The Los Angeles Times has named veteran journalist Kevin Merida as its top editor and tasked him with transforming the storied 139-year-old newspaper into a digital powerhouse that thrives for decades to come.
Monday's announcement by the paper's owners, Dr. Patrick and Michele Soon-Shiong, caps a five-month search for an executive editor to lead the roughly 500-person newsroom and accelerate its digital shift as readers increasingly get news on their phones and social media feeds instead of a newspaper tossed in the driveway.
Since 2015, Merida has been editor in chief of the Undefeated, the award-winning ESPN division that plumbs the intersection of race, culture and sports. During his tenure at ESPN, Merida also oversaw the sports behemoth's investigative/news enterprise unit, the TV shows "E:60" and "Outside the Lines," and was chairman of ESPN's Editorial Board.
Merida also spent three decades in traditional newsrooms, including 22 years at the Washington Post, where he rose to managing editor in charge of news, features and the universal news desk. He was deeply involved in the Post's online push that led to sustained subscriber growth, gaining insights that could prove valuable to his success at The Times.
"I'm thrilled to be joining the Los Angeles Times. I'm going to do everything I can to make this the greatest media outlet for the people of California, of L.A. — and beyond," Merida said in an interview. "I see nothing but opportunity. I think this can be the most innovative media company in the country."
Merida, who is Black, becomes the 19th editor since The Times sprung to life in December 1881. He will take the helm of the newsroom in June, becoming the third person of color to steer the largest news organization in the West.
His hiring reaffirms the Soon-Shiong family's commitment to the paper they purchased, along with the San Diego Union-Tribune, for $500 million from Chicago-based Tribune Publishing in June 2018. The Soon-Shiong family has since invested hundreds of millions of dollars more to replenish the newsroom's withered ranks, build a campus in El Segundo, upgrade the paper's technology and cover financial losses that deepened last year when coronavirus shutdowns prompted a steep drop in advertising revenue.
Merida, 64, succeeds Norman Pearlstine, who stepped down in December, telling staff that he had achieved his goal of putting "a team in place that could assure The Times' revival." Pearlstine, 78, arrived in 2018 when the Soon-Shiong family returned the paper to local control.
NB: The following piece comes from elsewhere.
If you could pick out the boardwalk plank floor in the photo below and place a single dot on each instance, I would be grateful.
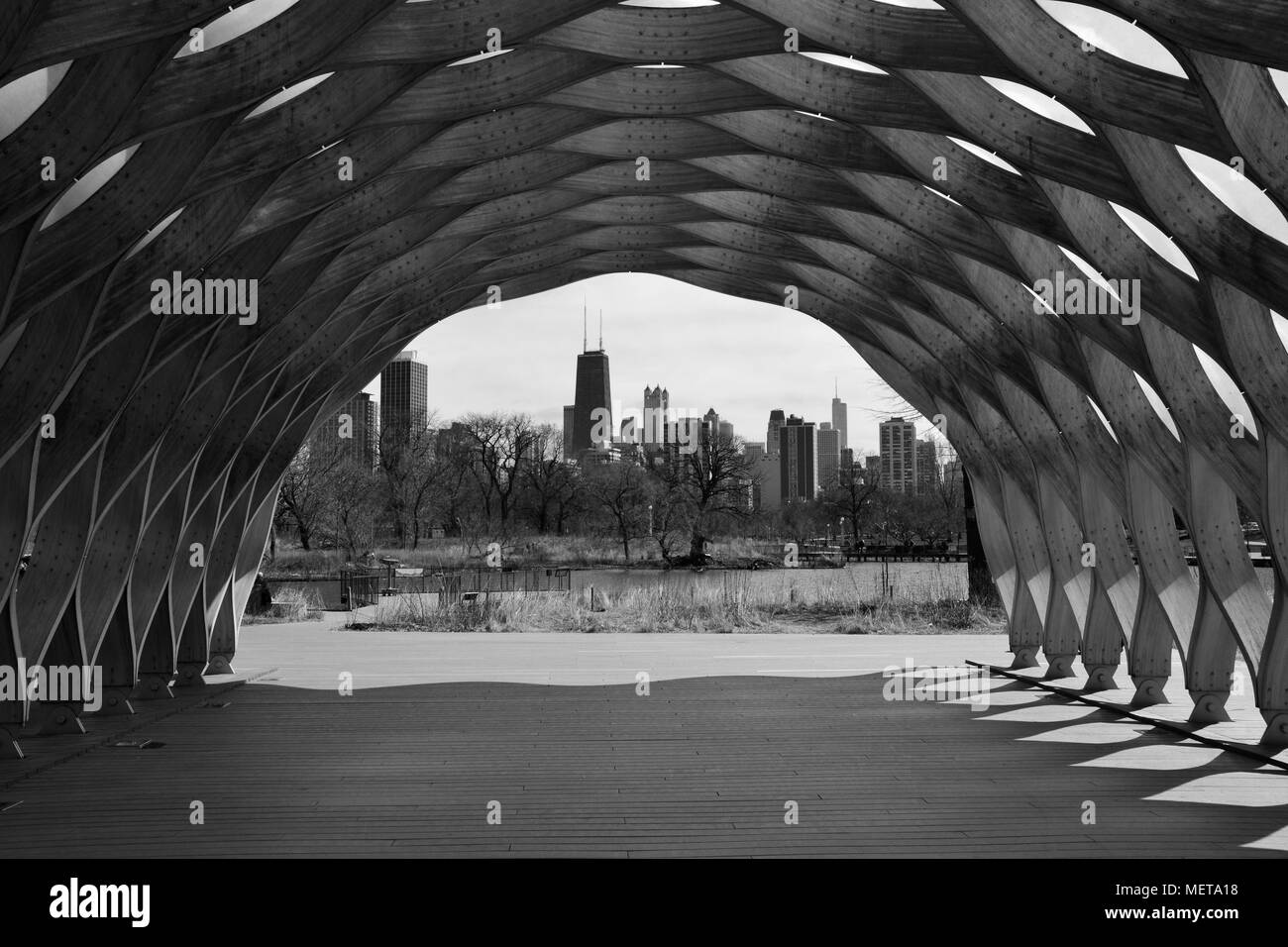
(441, 727)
During his tenure, The Times embarked on an unprecedented hiring spree, won three Pulitzer Prizes and implemented the newsroom's first union contract. The paper also experienced a painful self-examination last summer of its historic failings in its treatment of people of color in its news pages and within the organization itself.
Merida quickly emerged as front-runner for the job because of his reputation as a thoughtful journalist with a rare combination of experience at legacy print publications, television and running a digital upstart. He is widely respected among colleagues and in the news industry.
"His mandate will be to maintain the highest level of journalistic strength and find ways to grab the attention of our community … not just Los Angelenos but also readers in the western region and hopefully even the nation," Dr. Soon-Shiong said in an interview.